Он выглядел уязвленным.
– За того, кто собирается стать президентом? – предположила она.
– Здорово вы меня, – улыбнулся Ранди. – На чистую воду. Ох-х… – Он поднял брючину, отстегнул пластиковый протез и почесался. – Зудит. Зудит как не знаю что.
– Старайтесь не расчесывать.
– Благодарю вас, сестра Гнусен.[30]
От таблеток только хуже, когда их действие кончается.Он потерял в весе. Врачи прописали ему в день четыре шоколадно-молочных коктейля по восьмисот килокалорий. На лице все еще были красные пятна от осколков вездехода. Он выглядел… в общем, как человек, выживший после взрыва.
– Я ценю ваш жест, но деньги взять не могу, – сказала Касс. – Работа – другое дело.
Он поднял глаза от своей культи.
– Почему вы не хотите в колледж? Щелкнуть папашу по носу.
– Да нет у меня желания щелкать его по носу.
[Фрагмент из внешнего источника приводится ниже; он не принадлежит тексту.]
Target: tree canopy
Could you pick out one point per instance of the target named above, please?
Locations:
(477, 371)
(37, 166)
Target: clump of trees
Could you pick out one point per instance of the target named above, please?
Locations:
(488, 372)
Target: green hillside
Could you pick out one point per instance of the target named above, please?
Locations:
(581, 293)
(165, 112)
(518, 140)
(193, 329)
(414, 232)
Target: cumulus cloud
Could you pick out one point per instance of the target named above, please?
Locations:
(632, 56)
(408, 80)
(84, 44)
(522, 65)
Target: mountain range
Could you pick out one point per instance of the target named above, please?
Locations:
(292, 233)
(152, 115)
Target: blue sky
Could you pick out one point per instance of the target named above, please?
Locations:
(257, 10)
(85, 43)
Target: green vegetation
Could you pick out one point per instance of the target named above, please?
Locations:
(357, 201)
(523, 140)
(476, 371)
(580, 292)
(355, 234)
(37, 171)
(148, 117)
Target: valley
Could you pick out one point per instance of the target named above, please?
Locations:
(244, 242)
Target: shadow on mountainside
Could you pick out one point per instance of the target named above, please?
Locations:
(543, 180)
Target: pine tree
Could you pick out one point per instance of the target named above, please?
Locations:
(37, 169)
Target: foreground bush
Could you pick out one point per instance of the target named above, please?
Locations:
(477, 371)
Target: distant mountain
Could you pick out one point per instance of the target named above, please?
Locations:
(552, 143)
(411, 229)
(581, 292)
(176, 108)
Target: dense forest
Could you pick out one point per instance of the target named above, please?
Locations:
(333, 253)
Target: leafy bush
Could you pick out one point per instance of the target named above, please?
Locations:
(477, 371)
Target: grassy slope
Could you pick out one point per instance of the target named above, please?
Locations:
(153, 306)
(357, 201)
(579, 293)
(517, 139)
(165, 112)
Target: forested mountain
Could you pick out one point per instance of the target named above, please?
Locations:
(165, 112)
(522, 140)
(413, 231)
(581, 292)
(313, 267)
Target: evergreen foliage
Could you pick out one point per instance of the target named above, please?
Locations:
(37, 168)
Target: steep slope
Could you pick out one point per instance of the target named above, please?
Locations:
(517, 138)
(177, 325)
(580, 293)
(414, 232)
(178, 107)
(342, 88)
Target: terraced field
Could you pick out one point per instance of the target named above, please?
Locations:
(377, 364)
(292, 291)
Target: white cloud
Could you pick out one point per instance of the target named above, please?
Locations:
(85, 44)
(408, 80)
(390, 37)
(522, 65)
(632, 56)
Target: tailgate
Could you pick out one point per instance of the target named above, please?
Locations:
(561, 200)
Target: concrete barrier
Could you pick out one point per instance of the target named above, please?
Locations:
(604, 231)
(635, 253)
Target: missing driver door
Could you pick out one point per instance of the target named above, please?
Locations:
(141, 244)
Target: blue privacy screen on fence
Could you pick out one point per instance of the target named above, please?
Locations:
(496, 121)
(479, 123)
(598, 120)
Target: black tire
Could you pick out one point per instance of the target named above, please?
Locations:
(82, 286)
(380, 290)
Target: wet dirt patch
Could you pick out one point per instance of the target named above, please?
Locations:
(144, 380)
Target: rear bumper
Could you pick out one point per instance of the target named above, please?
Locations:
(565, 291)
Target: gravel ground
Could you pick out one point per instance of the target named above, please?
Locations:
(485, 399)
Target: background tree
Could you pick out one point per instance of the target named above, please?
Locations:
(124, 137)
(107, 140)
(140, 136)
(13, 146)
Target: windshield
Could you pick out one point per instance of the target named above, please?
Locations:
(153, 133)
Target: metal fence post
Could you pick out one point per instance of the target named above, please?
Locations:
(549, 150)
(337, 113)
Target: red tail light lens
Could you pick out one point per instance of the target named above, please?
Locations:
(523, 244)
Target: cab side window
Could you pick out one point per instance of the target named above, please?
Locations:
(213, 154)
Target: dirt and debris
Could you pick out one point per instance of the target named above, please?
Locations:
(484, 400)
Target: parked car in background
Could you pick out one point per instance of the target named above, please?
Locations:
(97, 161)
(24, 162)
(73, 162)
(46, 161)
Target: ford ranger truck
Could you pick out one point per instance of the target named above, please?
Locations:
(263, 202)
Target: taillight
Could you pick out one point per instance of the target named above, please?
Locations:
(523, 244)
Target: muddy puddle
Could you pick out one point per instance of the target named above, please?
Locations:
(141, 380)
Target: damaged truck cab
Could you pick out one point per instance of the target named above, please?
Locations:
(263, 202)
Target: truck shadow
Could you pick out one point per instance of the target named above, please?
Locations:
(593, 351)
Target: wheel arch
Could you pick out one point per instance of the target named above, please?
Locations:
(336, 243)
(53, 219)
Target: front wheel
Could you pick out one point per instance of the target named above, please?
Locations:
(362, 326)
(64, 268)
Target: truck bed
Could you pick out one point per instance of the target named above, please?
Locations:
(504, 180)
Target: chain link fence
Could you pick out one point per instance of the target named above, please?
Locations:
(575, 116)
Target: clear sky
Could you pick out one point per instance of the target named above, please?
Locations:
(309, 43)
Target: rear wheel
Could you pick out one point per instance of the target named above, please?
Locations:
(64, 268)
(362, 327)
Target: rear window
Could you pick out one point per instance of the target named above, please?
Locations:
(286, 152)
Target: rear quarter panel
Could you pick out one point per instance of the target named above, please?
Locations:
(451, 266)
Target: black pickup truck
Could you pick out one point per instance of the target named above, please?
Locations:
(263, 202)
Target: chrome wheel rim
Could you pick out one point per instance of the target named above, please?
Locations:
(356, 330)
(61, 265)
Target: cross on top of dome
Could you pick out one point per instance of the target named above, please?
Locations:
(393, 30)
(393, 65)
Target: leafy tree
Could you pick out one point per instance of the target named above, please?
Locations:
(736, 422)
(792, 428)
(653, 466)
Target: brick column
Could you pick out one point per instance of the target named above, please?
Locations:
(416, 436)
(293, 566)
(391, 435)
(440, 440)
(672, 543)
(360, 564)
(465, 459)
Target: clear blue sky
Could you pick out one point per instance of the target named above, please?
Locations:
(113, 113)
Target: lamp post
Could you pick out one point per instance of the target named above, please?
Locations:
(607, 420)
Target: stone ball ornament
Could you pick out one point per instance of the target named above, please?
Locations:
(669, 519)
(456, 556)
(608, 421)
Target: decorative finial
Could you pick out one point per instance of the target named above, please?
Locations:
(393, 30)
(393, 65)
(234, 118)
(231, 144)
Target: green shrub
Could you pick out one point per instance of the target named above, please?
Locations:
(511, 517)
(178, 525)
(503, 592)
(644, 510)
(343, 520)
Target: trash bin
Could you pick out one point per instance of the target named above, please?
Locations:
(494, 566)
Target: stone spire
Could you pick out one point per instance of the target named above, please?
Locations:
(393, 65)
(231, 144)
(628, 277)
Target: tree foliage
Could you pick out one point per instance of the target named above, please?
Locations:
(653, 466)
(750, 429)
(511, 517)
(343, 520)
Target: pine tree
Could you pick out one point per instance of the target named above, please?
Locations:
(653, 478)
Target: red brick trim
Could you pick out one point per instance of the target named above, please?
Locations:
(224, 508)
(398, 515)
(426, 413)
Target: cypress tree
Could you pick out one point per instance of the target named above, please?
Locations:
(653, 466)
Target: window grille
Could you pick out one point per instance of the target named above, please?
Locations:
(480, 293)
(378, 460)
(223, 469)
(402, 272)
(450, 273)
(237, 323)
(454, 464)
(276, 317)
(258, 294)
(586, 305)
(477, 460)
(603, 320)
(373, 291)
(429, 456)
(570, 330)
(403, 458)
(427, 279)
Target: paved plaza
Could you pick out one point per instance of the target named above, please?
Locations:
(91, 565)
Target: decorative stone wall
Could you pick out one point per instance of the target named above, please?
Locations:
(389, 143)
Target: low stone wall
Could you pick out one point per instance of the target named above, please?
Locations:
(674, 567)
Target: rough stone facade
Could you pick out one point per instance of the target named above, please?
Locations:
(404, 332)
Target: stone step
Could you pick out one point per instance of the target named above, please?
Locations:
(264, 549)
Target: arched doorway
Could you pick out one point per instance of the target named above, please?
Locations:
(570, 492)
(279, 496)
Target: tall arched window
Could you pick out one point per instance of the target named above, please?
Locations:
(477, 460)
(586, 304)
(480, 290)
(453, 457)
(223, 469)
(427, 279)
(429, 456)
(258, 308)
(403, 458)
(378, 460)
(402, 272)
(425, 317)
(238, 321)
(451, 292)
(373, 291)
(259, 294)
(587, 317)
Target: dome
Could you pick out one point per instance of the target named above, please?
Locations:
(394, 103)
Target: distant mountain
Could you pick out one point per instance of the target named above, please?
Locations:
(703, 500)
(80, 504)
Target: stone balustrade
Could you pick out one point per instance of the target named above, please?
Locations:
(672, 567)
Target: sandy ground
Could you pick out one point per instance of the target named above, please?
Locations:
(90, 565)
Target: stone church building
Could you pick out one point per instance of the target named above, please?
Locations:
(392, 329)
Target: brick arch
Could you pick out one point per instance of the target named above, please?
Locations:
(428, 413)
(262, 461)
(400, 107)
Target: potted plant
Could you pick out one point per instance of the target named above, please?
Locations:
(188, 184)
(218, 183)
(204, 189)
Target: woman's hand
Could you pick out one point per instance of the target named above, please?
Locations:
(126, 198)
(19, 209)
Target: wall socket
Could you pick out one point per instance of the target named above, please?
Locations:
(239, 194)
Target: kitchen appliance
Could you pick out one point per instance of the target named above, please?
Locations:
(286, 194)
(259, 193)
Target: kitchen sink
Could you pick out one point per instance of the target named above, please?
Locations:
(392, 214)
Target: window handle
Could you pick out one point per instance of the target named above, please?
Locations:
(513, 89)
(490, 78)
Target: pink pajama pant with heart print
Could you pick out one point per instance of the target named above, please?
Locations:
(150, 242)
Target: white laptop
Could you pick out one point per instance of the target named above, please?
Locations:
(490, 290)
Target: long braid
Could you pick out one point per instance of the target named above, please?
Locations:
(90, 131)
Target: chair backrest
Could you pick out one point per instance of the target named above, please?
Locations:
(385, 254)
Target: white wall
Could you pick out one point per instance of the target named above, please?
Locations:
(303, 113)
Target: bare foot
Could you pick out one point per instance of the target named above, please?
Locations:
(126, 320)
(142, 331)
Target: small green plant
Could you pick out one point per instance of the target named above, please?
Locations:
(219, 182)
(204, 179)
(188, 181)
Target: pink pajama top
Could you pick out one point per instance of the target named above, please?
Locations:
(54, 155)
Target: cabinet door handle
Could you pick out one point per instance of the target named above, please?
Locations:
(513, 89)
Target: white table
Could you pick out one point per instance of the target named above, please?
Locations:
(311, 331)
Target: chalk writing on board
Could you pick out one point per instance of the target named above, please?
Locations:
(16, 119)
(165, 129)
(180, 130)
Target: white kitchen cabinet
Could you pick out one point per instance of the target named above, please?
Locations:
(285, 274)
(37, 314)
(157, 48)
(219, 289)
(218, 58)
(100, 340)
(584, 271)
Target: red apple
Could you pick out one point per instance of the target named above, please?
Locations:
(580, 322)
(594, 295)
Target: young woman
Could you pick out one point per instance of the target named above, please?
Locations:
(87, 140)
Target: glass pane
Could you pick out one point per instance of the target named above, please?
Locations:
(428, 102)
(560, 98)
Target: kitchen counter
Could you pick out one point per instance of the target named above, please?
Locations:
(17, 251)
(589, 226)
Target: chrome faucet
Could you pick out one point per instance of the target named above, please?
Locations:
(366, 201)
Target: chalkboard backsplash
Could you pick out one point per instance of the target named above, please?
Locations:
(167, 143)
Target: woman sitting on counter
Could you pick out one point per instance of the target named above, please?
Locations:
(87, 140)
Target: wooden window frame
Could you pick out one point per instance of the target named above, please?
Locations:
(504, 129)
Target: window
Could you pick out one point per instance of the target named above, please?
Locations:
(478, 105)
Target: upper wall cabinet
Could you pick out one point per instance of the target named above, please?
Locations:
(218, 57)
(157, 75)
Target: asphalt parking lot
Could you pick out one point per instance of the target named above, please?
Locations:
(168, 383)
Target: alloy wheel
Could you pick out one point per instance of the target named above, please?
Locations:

– Если бы оно возникло – я бы вас не винил.
Она оглядела обшитый панелями кабинет, книжные полки.
– Здесь немножко похоже на колледж. Платите мне в год эти самые тридцать три тысячи.
– Но наверх придется пробиваться самой… Что такого смешного? – спросил он, продолжая яростно чесаться.
– Вот эти ваши слова насчет самопробивания. Простите меня, но это просто умора.
– Да, – согласился конгрессмен, не переставая скрести себя. – Похоже, что так.
И вот несколько недель спустя Касс переехала в Вашингтон, чтобы начать новую жизнь под новой фамилией: Кассандра Девайн. В Коннектикуте она пошла к судье, рассказала ему о разводе родителей, о боснийском эпизоде и заявила, что ей нужно «перезагрузить свой компьютер». Он отнесся к этому с пониманием и смену фамилии разрешил.